No matter how hard I tried to hold it in, I still cried in the office. Luckily I am seated close to the back door, so I could make a silent exit to the corridor. 

Gaga was taking photos of your belongings, and we were discussing whether to donate or throw it away. I tried to maintain a neutral feeling, that you are no longer here or need such items. 

But the thought of 'throwing' your things down the rubbish bin, or donating your leftover food to other dogs, was so painful. I don't want to forget you. Or feel it's ok that you've exited our lives just like that. So I keep trying to remember how you die. Every moment from how last Saturday began, when you were still sleeping in a basket next to my mattress, to hours later when we laid your limp body back to the very same bed. 

I knew you would have to say goodbye eventually, I just didn't know it was the kind of sadness that would leave us choking and breathless. You must have known we would be heartbroken, so you tried your best to hide your pain till the end?



You know, I was flipping through your old photos at Mom's last night. Strangely, your puppy years seemed like a lifetime ago. We had so much fun. But I much preferred your old, wrinkled look.

In your twilight years, you displayed more emotions. Most of the time sorrow, as you watched us play with the boys instead of you. But you were ever so patient, waiting for your turn to go downstairs. Sometimes over long stretches of time. Sometimes it may seem your turn would never come.

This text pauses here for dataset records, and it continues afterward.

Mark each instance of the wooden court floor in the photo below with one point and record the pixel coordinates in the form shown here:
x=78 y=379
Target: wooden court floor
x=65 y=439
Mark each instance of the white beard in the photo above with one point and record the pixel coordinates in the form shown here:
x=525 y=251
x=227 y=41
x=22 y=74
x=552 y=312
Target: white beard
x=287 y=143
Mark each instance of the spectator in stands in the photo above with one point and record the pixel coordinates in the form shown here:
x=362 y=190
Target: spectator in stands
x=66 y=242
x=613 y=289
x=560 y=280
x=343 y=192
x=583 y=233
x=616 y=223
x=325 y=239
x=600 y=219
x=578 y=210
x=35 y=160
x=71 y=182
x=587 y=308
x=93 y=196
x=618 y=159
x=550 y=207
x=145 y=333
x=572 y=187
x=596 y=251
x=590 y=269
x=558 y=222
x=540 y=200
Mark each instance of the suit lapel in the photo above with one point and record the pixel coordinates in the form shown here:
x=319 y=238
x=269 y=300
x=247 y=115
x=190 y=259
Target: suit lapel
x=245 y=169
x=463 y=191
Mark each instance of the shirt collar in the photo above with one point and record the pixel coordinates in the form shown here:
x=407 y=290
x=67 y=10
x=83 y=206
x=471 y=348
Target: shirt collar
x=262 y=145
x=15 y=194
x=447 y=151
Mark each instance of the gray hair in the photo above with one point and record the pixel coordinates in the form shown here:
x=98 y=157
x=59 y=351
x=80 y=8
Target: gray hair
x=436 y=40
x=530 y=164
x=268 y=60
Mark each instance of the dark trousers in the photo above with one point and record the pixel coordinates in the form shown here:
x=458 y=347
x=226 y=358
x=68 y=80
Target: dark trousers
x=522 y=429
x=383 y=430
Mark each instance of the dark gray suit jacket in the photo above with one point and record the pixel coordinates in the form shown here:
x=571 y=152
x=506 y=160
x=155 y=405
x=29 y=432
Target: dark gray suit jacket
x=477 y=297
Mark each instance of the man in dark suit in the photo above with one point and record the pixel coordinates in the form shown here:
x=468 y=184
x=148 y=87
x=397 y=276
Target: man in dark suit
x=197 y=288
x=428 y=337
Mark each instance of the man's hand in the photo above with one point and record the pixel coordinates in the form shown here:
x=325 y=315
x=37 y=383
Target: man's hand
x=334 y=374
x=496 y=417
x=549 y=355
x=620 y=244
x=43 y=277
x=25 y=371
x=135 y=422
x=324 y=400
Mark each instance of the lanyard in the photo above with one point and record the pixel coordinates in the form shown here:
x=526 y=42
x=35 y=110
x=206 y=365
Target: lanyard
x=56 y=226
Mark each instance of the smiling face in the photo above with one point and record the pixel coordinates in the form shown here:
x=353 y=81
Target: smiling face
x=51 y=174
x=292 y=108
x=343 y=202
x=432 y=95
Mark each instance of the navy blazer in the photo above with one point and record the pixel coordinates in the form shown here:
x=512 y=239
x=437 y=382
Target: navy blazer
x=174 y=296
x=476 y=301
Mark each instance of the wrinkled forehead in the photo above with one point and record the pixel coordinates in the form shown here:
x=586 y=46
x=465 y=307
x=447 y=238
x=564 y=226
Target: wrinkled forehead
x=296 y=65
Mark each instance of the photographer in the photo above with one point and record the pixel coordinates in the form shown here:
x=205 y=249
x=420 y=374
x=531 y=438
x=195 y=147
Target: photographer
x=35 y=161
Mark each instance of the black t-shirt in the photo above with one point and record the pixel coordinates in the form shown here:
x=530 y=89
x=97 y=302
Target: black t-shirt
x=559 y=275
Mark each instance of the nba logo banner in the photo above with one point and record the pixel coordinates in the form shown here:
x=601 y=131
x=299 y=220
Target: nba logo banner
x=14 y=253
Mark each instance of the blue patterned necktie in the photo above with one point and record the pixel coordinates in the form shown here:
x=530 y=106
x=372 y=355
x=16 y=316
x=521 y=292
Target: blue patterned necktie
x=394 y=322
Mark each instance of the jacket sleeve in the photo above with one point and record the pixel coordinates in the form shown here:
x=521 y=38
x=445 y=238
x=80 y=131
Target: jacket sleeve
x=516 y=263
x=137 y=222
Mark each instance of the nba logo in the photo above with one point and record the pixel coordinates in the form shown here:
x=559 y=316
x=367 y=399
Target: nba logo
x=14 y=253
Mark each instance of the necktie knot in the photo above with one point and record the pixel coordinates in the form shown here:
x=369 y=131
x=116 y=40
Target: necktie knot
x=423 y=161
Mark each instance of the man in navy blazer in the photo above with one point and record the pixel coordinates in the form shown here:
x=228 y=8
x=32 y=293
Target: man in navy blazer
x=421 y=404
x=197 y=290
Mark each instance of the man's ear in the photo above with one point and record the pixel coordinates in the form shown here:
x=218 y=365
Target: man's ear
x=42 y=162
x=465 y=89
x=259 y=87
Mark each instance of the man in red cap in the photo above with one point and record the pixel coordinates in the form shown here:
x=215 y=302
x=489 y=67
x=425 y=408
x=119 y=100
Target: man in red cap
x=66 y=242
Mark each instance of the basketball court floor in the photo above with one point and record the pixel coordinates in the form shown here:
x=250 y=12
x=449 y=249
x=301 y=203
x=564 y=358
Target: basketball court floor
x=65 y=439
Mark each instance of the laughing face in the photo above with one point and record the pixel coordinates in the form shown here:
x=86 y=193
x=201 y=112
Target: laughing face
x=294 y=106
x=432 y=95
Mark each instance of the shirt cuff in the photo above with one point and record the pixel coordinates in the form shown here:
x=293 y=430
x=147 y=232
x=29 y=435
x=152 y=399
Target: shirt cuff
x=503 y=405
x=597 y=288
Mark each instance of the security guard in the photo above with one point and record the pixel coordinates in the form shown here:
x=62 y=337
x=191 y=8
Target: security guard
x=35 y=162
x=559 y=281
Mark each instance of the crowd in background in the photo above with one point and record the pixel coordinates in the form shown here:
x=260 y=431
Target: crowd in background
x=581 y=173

But you waited. And you are ever ready when the smelly, worn-out leash finally came out of the plastic drawer.  



Which reminded me, that I just bought you a new leash a few months back. I am glad that you got to use it a few times. Mom also regularly cleaned your house and bag to keep them as good as new. I hope you felt our love through such small gestures, that you were much cherished as part of the family.



So back to the topic of donation. You have an entire bag of food left, and 1/3 bottle of shampoo! I wish with all my heart that you are still around to finish them. They are reminders of how we hadn't plan on you saying goodbye so soon.

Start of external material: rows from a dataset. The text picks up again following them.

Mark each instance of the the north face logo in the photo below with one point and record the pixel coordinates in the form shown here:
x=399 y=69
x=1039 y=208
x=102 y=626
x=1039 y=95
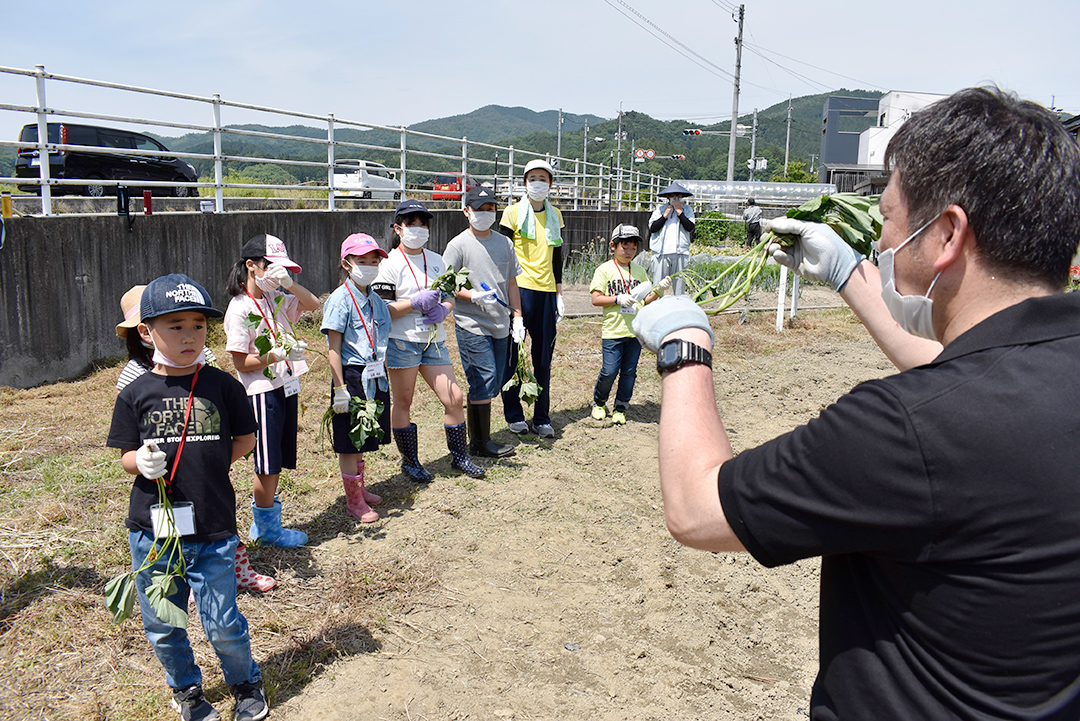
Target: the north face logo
x=186 y=294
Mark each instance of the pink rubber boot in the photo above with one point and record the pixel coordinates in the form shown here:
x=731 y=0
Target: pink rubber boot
x=246 y=577
x=355 y=505
x=372 y=499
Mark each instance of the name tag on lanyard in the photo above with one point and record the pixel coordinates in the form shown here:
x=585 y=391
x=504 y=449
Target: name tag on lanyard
x=374 y=369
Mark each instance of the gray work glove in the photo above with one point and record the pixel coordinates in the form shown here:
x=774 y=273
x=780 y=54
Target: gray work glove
x=819 y=254
x=666 y=315
x=150 y=461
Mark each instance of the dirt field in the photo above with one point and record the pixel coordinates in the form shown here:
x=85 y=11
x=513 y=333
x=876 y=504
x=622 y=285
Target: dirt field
x=550 y=589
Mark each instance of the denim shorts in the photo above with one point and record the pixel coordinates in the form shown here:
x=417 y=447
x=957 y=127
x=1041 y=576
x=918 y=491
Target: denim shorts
x=409 y=354
x=484 y=361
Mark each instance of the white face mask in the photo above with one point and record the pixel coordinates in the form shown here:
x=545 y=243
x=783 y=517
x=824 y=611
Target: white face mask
x=914 y=313
x=266 y=283
x=363 y=275
x=160 y=358
x=481 y=220
x=537 y=190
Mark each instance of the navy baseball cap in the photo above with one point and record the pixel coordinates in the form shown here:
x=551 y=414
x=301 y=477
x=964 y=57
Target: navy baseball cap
x=174 y=294
x=477 y=195
x=409 y=206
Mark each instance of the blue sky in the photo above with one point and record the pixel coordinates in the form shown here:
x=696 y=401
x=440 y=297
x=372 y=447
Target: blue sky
x=401 y=62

Just so you know, I am keeping your bowl and your comb. The rest - I think it's too painful to even look. Gaga said she was reminded of your absence, every time she walked past your empty house. You know that we are not throwing memories of you away. Never! It's just that, we have to start the long process of adapting and healing.



Lastly, I want to thank you for the unexpected stop at East Coast today. Our bus suddenly broke down at the spot where we used to take you out for walks at night as a puppy.  I stood around for a few minutes. The evening breeze was gentle, and the sound of the sea soothing. It's almost as if you are sending comfort. 

On the way to town, I also passed by our old house, where we first brought you back.  This trip down memory lane was what I needed. 



So yes, I will get better with time. The pain might go away.

But our memories of you will never fade. 

You will always be our very special Monn仔。